The secret lies in the use of modern technologies. Remote work is online-based, which often removes the need for printed documents.
4. Reduced Use of Plastic
Likewise, remote workforce tends to use less plastic than their office peers. For example, employees who stay home do not buy coffee-to-go nor packed lunches.
To be precise, only 3% of telecommuters admit ordering out when they work from home. Besides preparing their food, they can also reuse dishware.
As a result, remote workers can reduce plastic waste and help rehabilitate our planet’s ecosystems.
5. Reduced Energy Consumption
Technological advancements are making remote work increasingly energy-efficient. Plus, workers are more conscious of energy consumption when they are the ones who pay the electricity bill.
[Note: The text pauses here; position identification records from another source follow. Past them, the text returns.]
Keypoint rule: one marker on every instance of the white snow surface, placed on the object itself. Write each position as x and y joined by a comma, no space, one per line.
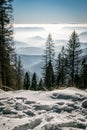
64,109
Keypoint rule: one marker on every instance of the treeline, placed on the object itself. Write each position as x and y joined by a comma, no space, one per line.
70,66
68,69
10,64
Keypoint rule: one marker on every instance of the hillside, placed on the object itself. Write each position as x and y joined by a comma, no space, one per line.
56,110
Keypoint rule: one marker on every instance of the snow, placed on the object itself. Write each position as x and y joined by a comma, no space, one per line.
64,109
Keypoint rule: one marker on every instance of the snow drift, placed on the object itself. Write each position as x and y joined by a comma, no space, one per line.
56,110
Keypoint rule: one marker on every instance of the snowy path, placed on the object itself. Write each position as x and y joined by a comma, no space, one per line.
56,110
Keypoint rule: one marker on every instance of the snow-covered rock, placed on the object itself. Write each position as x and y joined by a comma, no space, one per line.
55,110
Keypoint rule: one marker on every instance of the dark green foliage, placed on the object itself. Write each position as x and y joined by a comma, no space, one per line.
73,54
7,75
48,73
34,82
84,73
19,74
49,76
61,63
27,81
40,86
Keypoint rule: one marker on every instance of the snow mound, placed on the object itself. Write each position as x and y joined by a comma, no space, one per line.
55,110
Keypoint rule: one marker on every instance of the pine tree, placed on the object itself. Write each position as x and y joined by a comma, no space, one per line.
19,74
61,68
57,70
34,82
6,49
27,81
40,86
83,78
73,53
50,78
48,73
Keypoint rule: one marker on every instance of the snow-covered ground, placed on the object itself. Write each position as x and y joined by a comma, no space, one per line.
55,110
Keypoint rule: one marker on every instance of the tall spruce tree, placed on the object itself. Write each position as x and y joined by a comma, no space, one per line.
48,73
27,81
7,74
34,82
73,54
83,78
61,68
19,74
40,86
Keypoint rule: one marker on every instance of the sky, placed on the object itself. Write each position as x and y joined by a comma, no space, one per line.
50,11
For that reason, many remote workers use energy-saving devices and make their homes as self-sustainable as possible.
With that said, energy consumption and energy efficiency vary from one area of the globe to the other. Depending on the location, the bills for heating/cooling might show considerable differences.
Also, the need to heat individual houses instead of a single office building might increase energy consumption in some areas.
In our quest to find renewable sources of energy, we might have the answer in front of us already. Remote work is a module that could transform our planet and prevent further damage to the environment.
If a significant portion of the population made the transition to telecommuting, we would reduce greenhouse emissions. Also, we would use fewer fossil fuels and less plastic. In other words, we would take responsibility for our planet.